Sorprenderá que la autora se perciba una y otra vez como un sujeto sumido en la melancolía (el término más recurrente del texto), las dudas, la indolencia, el tedio, la autocompasión y demás sentimientos negativos. ¿Cómo convivir con esos estados psicológicos alguien que se reconoce “brusca reivindicativa insolente/descarada transgresora/políticamente incorrecta” (pág. 46), según los parámetros que han ido conformando su conducta? Desde luego, no será fácil convertir en Penélope a quien se intuye mucho más cercana a Ulises, “lujuriosamente viajera”. La cafeína, el tabaco, el whisky, algún cubatita sola o acompañada, un paseo por ciertas calles de Madrid, ayudarán tal vez a restablecer los ánimos y resistir las lides de todo los días. Y, sin duda, tendrá siempre a mano la pasión por el lenguaje, el impulso irresistible de la palabra poética (la minúscula, por favor), que vuelve a suscitarse con entera pujanza incluso cuando se la pudo dar por definitivamente ensordecida, un bullicio desenfrenado que se impone como el relámpago en el cielo.

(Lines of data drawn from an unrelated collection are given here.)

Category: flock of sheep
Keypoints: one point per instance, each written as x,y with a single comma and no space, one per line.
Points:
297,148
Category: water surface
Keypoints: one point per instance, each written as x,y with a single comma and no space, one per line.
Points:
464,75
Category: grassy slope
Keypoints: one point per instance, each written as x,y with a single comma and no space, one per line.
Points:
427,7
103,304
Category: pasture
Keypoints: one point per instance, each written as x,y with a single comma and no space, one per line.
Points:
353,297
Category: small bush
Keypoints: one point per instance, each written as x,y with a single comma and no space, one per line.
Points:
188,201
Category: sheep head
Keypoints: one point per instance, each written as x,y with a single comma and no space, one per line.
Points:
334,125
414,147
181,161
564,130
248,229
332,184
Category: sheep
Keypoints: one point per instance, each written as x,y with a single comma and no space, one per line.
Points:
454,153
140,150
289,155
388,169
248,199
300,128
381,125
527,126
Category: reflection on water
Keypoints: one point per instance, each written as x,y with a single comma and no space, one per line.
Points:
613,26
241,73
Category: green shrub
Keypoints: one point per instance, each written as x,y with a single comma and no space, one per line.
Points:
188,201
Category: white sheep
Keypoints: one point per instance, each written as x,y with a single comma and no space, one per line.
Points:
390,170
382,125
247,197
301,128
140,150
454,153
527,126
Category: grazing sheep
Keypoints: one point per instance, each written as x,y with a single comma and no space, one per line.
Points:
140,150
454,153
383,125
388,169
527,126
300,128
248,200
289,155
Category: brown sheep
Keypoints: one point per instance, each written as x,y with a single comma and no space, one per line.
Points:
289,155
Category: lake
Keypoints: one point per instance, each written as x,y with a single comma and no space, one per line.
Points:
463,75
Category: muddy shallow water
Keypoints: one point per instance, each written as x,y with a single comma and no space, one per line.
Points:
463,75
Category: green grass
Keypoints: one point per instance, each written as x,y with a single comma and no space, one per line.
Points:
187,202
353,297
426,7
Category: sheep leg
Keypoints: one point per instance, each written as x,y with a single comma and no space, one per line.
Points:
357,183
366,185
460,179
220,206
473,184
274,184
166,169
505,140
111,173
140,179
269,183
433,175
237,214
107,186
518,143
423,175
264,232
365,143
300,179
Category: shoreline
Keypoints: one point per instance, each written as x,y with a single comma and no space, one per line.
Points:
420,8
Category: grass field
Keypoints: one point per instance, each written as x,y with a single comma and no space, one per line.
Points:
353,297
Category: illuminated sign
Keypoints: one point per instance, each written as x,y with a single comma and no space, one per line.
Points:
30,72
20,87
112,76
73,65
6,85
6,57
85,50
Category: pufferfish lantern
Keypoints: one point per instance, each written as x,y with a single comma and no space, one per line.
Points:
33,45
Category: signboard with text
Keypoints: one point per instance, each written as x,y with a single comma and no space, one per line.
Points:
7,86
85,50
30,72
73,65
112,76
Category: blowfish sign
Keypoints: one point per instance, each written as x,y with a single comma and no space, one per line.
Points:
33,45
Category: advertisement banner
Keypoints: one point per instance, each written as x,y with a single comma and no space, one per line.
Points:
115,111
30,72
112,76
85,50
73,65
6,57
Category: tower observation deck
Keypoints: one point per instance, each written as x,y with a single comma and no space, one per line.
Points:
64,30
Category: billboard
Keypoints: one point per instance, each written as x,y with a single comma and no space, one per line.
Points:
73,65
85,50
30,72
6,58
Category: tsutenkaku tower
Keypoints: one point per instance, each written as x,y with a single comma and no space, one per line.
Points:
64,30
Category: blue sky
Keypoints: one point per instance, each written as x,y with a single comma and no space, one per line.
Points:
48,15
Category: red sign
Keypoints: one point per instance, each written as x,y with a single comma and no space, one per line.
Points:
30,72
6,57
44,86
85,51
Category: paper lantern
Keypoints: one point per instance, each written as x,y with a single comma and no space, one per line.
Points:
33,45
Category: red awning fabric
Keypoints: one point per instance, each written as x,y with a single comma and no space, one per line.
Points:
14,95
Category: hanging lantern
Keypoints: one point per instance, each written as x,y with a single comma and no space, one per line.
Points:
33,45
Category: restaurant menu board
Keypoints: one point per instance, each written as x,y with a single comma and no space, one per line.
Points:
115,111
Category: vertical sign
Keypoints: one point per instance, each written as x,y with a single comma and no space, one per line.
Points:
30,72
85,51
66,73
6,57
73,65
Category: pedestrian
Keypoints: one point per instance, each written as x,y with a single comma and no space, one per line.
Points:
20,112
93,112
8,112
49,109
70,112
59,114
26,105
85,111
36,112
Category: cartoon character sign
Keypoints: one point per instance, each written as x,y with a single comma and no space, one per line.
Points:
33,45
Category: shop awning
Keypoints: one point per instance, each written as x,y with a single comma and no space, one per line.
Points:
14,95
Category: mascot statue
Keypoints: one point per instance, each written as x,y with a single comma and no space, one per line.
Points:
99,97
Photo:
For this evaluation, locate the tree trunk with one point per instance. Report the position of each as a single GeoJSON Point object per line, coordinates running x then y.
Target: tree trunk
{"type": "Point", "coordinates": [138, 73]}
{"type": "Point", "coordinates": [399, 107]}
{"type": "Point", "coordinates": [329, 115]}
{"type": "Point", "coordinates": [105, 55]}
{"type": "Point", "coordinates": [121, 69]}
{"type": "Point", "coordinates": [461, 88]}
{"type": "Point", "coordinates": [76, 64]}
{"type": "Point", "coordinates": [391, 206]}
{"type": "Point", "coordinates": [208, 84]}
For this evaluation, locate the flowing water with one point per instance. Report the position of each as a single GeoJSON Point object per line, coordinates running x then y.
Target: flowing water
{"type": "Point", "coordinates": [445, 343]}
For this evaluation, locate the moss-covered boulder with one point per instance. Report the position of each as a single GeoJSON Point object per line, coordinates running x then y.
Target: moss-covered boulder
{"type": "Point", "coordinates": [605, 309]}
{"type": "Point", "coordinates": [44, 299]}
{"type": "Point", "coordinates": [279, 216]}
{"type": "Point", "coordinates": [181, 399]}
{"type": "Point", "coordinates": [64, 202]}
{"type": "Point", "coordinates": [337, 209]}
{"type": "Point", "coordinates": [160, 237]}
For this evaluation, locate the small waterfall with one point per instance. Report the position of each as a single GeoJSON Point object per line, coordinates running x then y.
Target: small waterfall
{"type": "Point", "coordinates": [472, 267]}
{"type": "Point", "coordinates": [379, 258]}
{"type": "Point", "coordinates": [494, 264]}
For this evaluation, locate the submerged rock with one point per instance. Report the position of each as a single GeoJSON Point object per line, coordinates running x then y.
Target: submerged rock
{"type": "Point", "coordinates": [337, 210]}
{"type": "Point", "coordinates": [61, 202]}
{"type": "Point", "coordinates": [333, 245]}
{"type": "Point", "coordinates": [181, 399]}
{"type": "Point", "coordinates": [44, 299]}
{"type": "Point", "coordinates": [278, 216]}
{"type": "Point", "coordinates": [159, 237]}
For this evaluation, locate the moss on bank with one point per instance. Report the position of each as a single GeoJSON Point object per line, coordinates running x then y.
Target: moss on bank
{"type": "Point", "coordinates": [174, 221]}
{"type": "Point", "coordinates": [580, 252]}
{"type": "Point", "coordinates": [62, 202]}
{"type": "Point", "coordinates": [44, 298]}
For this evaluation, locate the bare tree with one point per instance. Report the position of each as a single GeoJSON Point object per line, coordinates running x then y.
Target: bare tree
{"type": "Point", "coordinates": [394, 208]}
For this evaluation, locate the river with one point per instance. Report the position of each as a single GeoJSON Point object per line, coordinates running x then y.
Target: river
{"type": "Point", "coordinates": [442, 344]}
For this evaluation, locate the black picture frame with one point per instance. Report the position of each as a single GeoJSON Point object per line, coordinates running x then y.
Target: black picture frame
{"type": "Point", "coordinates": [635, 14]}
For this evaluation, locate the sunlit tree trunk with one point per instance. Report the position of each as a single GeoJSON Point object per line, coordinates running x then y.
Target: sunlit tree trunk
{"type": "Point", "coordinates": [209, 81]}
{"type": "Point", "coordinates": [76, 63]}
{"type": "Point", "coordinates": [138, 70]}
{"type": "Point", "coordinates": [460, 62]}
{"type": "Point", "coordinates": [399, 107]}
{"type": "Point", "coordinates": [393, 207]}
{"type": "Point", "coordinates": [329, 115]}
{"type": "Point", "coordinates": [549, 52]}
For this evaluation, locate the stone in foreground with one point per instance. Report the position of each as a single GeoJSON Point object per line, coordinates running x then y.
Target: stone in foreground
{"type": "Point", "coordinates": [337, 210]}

Y es que Juana Vázquez confiesa: “No sé acompasarme a las horas de luz y oscuridad/ a lo vertical y horizontal/ pues no vivo/ Yo no vivo/. Mi vida la vive la errática y loca poesía” (pág. 115). ¿Quién querrá perderse confesiones como éstas?
Juana Vázquez Marín, El incendio de las horas. Madrid, Huerga&Fierro, 2015.